Historic Stovepipe Boot, black smooth side out
The Stovepipe is close to all around or common boot. It comes high on the leg, almost to the knee. The leg is wider so the trousers can be tucked in them. It is a two piece pattern with 1 1/4″ stacked heel. It has inside pull tabs to make it easier to pull on.
Revere Boot, turn down cuff
The Revere boot is built upon a squarish antique last. It has a rounded shank that fits a stirrup well. The shank is held in place by pegs but the rest of the sole is lock-stitched. The Revere boot has a steam-molded front piece and a full calfskin lining. The exterior is polished black calfskin.
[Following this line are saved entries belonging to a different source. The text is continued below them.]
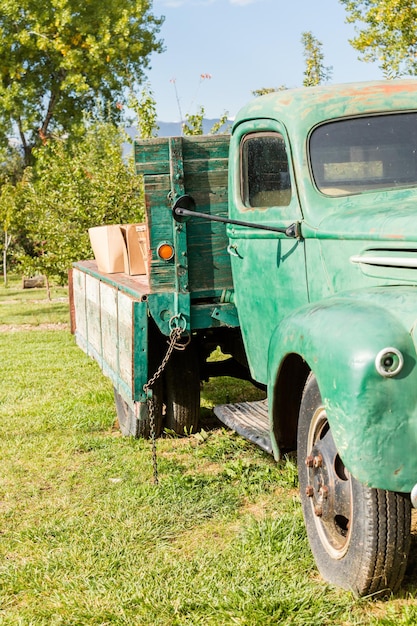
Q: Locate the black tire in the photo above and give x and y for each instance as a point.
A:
(182, 391)
(360, 537)
(134, 425)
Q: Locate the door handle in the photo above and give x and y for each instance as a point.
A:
(232, 250)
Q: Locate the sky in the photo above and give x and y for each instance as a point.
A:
(217, 52)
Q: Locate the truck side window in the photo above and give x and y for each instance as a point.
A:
(265, 178)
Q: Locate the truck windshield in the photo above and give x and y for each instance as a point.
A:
(364, 154)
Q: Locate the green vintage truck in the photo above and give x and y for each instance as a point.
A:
(292, 245)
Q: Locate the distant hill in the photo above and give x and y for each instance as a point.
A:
(173, 129)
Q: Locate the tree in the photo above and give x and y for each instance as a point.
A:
(145, 110)
(193, 124)
(59, 56)
(315, 72)
(73, 186)
(386, 33)
(11, 171)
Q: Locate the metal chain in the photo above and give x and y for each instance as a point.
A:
(174, 344)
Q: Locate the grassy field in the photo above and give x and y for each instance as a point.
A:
(86, 538)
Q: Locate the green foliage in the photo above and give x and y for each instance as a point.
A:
(386, 33)
(59, 56)
(194, 124)
(73, 186)
(145, 110)
(315, 72)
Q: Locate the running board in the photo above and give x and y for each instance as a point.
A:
(249, 419)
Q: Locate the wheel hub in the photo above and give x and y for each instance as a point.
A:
(329, 488)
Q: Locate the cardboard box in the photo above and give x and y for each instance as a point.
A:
(120, 248)
(135, 255)
(109, 248)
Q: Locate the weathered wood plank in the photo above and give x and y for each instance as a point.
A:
(125, 337)
(80, 313)
(92, 294)
(109, 330)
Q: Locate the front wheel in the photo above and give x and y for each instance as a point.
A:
(359, 536)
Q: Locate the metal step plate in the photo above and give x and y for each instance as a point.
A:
(249, 419)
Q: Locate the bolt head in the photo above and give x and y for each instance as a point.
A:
(309, 491)
(318, 461)
(324, 491)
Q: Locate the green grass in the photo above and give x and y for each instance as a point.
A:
(20, 306)
(86, 538)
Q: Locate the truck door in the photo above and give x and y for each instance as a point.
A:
(268, 267)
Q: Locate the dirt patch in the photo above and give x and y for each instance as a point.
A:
(13, 328)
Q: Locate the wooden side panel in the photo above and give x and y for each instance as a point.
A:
(205, 161)
(109, 329)
(112, 327)
(125, 337)
(93, 321)
(79, 303)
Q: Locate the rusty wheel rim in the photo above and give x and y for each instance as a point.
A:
(329, 488)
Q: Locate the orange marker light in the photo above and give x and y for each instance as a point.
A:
(165, 251)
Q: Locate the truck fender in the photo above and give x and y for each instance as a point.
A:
(373, 417)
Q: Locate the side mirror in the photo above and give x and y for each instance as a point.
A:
(183, 208)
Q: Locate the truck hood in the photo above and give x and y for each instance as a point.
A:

The boot is almost a straight last but indeed it is a left/right. This will make it more comfortable for walking. Please mark somewhere inside which is for the right foot. My husband had not done this and about mid-day he wondered why his feet didn’t feel right. Sure enough, he had put them on the wrong way. After that all was good. So we suggest that you mark the inside for each foot.
Fugawee has received several inquiries about the authenticity of the Hi-Low also called Startup, upstart, buskin or half-boot. They are all names for the same footwear, a boot not too different from the modern-day work boot. I’m going to poke around and much of what I write will seem to be disjointed……but then all of historical research consists of putting together the bits and pieces left behind. June Swann is considered by most people to be the ultimate authority of historical footwear. She has a long and honorable career as author and museum curator.
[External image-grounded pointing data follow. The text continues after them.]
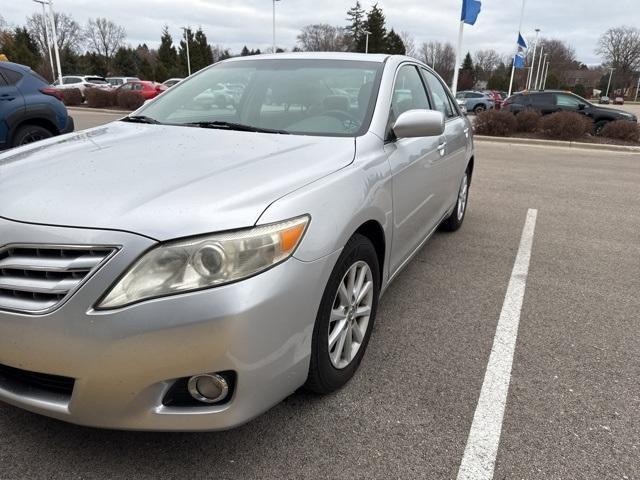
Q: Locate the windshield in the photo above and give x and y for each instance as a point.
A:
(298, 96)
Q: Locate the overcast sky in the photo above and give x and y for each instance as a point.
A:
(234, 23)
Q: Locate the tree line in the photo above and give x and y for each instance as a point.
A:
(99, 47)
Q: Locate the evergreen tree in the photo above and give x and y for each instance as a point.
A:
(167, 65)
(375, 24)
(355, 27)
(395, 45)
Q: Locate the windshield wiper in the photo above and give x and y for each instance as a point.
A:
(140, 119)
(235, 126)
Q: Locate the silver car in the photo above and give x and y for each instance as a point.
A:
(187, 268)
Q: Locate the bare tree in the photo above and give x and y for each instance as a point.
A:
(486, 61)
(620, 49)
(104, 37)
(440, 56)
(68, 31)
(409, 44)
(323, 38)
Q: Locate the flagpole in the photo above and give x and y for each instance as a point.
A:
(456, 70)
(513, 63)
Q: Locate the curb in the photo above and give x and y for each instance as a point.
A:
(98, 110)
(556, 143)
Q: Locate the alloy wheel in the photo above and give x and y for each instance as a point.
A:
(350, 314)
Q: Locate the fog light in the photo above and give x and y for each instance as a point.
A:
(208, 388)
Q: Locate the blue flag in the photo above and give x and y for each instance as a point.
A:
(521, 41)
(470, 11)
(518, 61)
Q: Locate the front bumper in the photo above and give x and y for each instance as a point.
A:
(124, 361)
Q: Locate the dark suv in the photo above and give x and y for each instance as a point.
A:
(30, 109)
(550, 101)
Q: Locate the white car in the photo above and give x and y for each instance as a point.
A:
(82, 83)
(171, 82)
(117, 81)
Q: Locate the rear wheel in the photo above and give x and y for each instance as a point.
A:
(454, 221)
(29, 134)
(345, 318)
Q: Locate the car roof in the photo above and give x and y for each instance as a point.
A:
(16, 66)
(363, 57)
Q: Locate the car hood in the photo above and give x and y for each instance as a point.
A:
(161, 181)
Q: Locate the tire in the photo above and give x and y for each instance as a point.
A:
(597, 128)
(331, 368)
(454, 221)
(29, 134)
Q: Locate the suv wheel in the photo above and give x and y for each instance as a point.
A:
(599, 126)
(345, 317)
(29, 134)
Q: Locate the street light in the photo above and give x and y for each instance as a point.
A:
(366, 42)
(609, 84)
(186, 39)
(46, 36)
(533, 61)
(55, 41)
(274, 25)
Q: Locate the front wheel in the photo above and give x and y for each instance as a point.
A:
(345, 318)
(454, 221)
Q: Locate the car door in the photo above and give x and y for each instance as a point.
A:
(453, 157)
(416, 169)
(11, 103)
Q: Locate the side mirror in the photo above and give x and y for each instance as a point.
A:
(419, 123)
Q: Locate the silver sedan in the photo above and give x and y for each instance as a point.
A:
(189, 266)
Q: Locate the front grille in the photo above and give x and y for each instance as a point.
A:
(24, 382)
(38, 278)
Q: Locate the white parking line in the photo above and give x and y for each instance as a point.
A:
(479, 458)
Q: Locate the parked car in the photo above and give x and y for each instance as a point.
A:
(147, 88)
(496, 97)
(550, 101)
(171, 82)
(476, 102)
(117, 81)
(30, 109)
(183, 269)
(82, 83)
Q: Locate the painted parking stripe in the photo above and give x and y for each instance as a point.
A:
(479, 458)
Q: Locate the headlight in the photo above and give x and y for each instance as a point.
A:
(206, 261)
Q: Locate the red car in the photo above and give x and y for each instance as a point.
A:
(147, 88)
(496, 97)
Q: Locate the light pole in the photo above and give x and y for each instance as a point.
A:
(46, 36)
(546, 74)
(609, 84)
(55, 41)
(366, 42)
(536, 85)
(533, 61)
(186, 39)
(274, 25)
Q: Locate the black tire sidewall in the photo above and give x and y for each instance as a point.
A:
(26, 130)
(325, 376)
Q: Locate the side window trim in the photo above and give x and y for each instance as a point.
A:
(388, 137)
(453, 104)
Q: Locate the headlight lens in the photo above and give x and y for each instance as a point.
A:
(206, 261)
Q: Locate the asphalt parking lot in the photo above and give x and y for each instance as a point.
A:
(573, 405)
June Swann says, in “Shoes” (ISBN 0 7134 0942 8) P.28:
“There were also half boots from the 1750s, cut a little higher than modern ankle boots, which descend from them and worn for shooting and by the military. St James Chronicle, 1763, comments on ‘tradesmen who ape their betters….breeches almost met by a pair of shoes that reached about three and a quarter inches above the ankles.’ They were typical wear for both sides during the American War of Independence (see Peale’s portrait of Captain John Harleston of Chicago.”
I have tried to track down the Harleston portrait without luck.
Three and a quarter inches above the ankle makes an eight-inch boot. Remember that the St. James Chronicle was a snob’s gazette and was ridiculing the ‘tradesmen who ape their betters.’ Was this the foundation for the term ‘upstart’?
A little before this, in 1745 an English painting shows a sportsman using such shoes for hunting on foot. The term used by the English was ‘buskin’, called after the classical Greek-Roman footwear which was a high, laced sandal.
Similar high laced shoes appear as far back as the middle ages, about the time that people got tired of wearing wooden shoes full of manure. The hi-lows were made with tongues and without tongues. The pair pictured in the Collector’s Encyclopaedia of the American Revolution does not have tongues. It is called an ‘overshoe’ and is said to have belonged to Thomas Jefferson.
In the Colonies, the hi-low was a farm boot meant for the barnyard and pig-stye in a day when there were no rubber boots. Do you wonder that surviving specimens are hard to find?
It is just such a farmer’s boot that Don Troiani shows on his Lexington Minute Man.
Someone asked Nancy, ”Where did Troiani get his authentication?”
If there is one man I would never question on such matters, it is Don Troiani.
Then there is Al Saguto, long time resident cordwainer at Historical Williamsburg: He says,
One detail from the surviving 18th c. boots: where the original lacing survives, it’s always “spiral” laced, that is the length of thong is knotted at one end[the bottom], and it spirals round and round up the front opening, then is half-hitch looped, and the other end tucked inside the boot……. DA Saguto
Al made the first pair of reproduction hi-lows for a customer several years ago and deserves credit for bringing back a safe and comfortable shoe for Colonial re-enactors. He does only bespoke work and has a waiting line but it is worth it.